Objective: Due to the side effects of caesarean operation as well as the vital cares needed in this procedure, the raise in the ratio has expressed the technique as a matter of global concern.
Methods: A total of 93 patients’ undergone caesarean sections under spinal anaesthesia with American Society of Anaesthesiologists Class 1 and 2 were included in the study. The patients were randomly divided into three groups of 31 persons. All 3 groups received 10 mg of 0.5% bupivacaine then 25 mg of meperidine was added for the second group and 2 mg of midazolam was used for the third group while the first group received placebo in addition to bupivacaine. RM-ANOVA, chi square, and ANOVA using Bonferroni correction method we used to compare the data. All analysis was done using SPSS 20. Pvalue less than 0.05 considered as the significant level.

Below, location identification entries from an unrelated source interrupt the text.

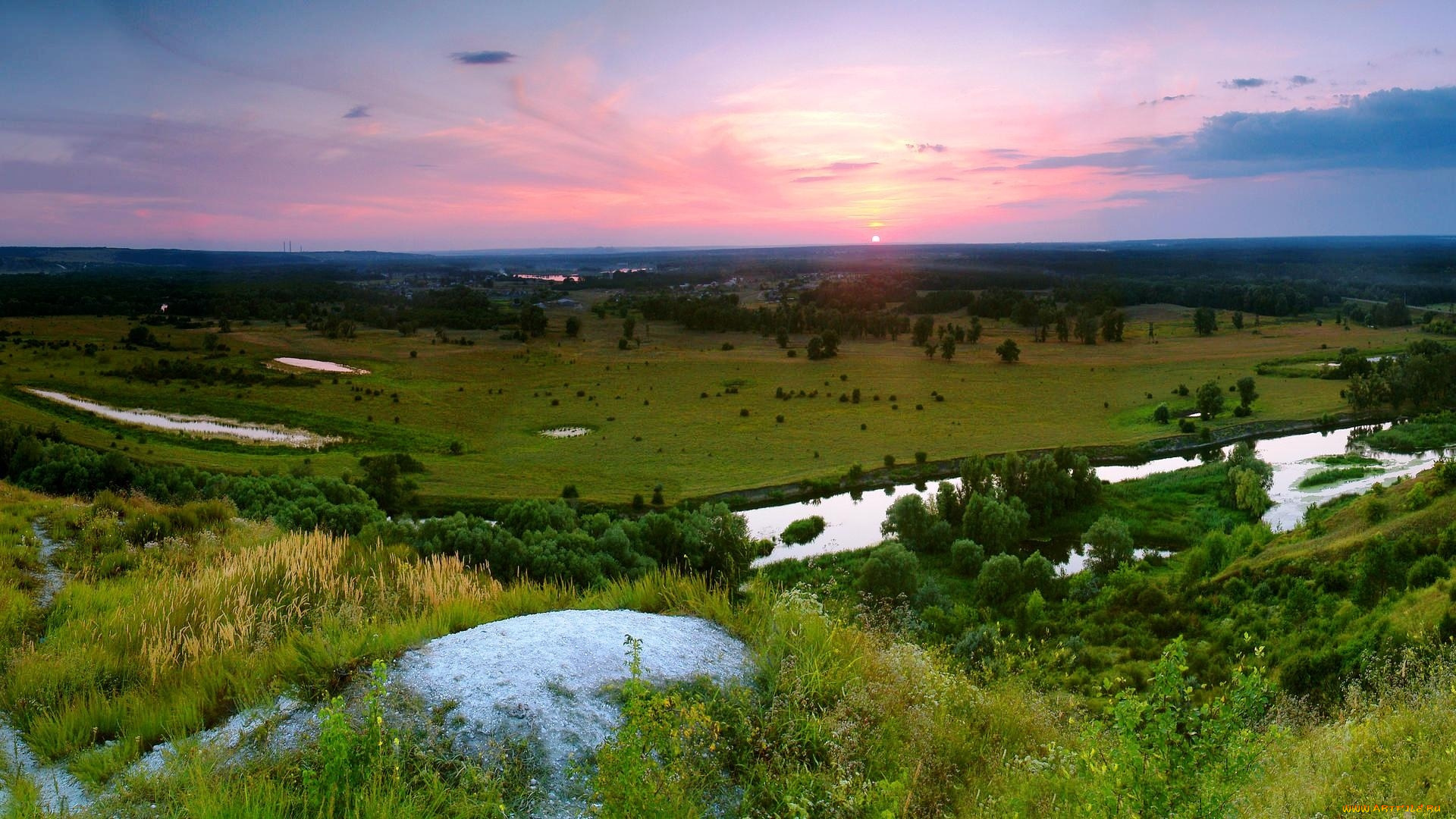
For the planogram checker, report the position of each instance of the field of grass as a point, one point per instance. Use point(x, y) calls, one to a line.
point(645, 409)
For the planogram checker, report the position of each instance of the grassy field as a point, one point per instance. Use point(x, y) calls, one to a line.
point(645, 409)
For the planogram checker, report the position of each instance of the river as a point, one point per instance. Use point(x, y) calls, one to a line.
point(855, 523)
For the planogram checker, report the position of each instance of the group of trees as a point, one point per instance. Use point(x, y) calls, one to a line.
point(551, 541)
point(1420, 378)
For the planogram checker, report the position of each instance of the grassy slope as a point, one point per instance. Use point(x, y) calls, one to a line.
point(663, 430)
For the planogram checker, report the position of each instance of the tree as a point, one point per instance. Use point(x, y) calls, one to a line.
point(533, 321)
point(922, 330)
point(1109, 542)
point(1204, 321)
point(890, 572)
point(916, 526)
point(1087, 327)
point(999, 580)
point(1112, 322)
point(996, 525)
point(1209, 400)
point(1247, 394)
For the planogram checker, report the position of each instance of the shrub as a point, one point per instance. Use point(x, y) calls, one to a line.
point(1426, 572)
point(802, 531)
point(890, 572)
point(967, 557)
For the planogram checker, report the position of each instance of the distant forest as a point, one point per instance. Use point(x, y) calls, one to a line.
point(852, 290)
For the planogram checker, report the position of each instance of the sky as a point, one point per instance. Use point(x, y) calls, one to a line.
point(482, 124)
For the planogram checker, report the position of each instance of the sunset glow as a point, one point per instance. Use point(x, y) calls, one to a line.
point(460, 126)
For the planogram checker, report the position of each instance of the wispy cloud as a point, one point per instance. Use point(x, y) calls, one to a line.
point(1171, 98)
point(1392, 129)
point(482, 57)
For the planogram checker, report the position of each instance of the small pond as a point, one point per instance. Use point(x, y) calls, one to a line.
point(201, 426)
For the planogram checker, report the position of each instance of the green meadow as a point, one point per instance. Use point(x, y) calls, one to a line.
point(696, 413)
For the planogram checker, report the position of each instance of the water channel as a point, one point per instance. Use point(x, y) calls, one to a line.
point(854, 523)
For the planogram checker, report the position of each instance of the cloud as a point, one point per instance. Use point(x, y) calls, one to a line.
point(1394, 129)
point(482, 57)
point(1172, 98)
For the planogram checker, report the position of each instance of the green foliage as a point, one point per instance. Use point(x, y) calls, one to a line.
point(1204, 321)
point(1426, 572)
point(916, 526)
point(996, 525)
point(892, 572)
point(664, 760)
point(1110, 544)
point(1172, 751)
point(802, 531)
point(967, 557)
point(999, 580)
point(551, 541)
point(1209, 400)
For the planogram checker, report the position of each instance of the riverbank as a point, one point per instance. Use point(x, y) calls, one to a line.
point(1098, 455)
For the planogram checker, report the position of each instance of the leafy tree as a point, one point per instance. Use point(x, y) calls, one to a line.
point(1248, 482)
point(1109, 542)
point(533, 321)
point(1175, 751)
point(996, 525)
point(999, 580)
point(967, 557)
point(890, 572)
point(922, 330)
point(916, 526)
point(1204, 321)
point(1209, 400)
point(1247, 394)
point(1037, 573)
point(1112, 324)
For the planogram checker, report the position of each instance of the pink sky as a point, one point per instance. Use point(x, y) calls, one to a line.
point(761, 124)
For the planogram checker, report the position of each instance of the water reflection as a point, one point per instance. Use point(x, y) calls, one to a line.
point(852, 521)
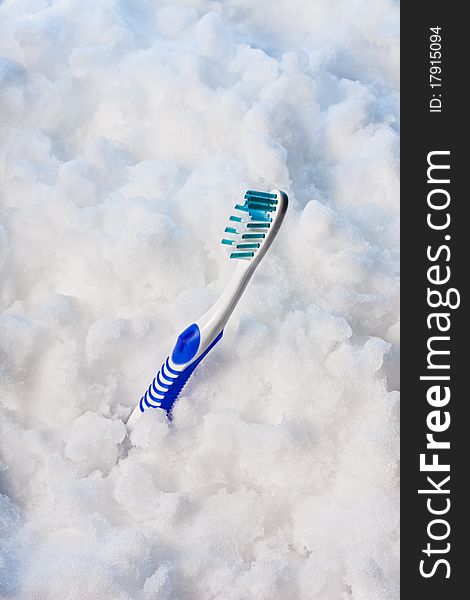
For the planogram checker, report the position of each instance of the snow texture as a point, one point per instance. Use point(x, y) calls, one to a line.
point(128, 130)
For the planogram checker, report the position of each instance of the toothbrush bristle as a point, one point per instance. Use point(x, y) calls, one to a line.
point(249, 225)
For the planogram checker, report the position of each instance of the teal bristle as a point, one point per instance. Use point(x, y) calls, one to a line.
point(261, 207)
point(257, 206)
point(242, 255)
point(258, 225)
point(248, 246)
point(255, 194)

Results: For 10 (23.3%) subjects in the Midazolam group, 19 (61.3%) subjects in the meperidine group and 24 (77.4%) subjects in the placebo group were used anti-nausea medication. It indicates that the Midazolam group, used anti-nausea medication less than other groups (P=0.001). Immediately after spinal anaesthesia, the rate of pain was lower in the meperidine group (mean of pain score: 0.19) and it started later than other groups until 2 hours after anaesthesia. The frequency of pain was low until 3 hours after anaesthesia.
Conclusion: This investigation demonstrates that meperidine for its longer duration of analgesia is better than midazolam while with regard to having fewer side effects, the reverse is preferable. So, injecting sufficient dosage of midazolam along with bupivacaine could be a good choice for additive drug.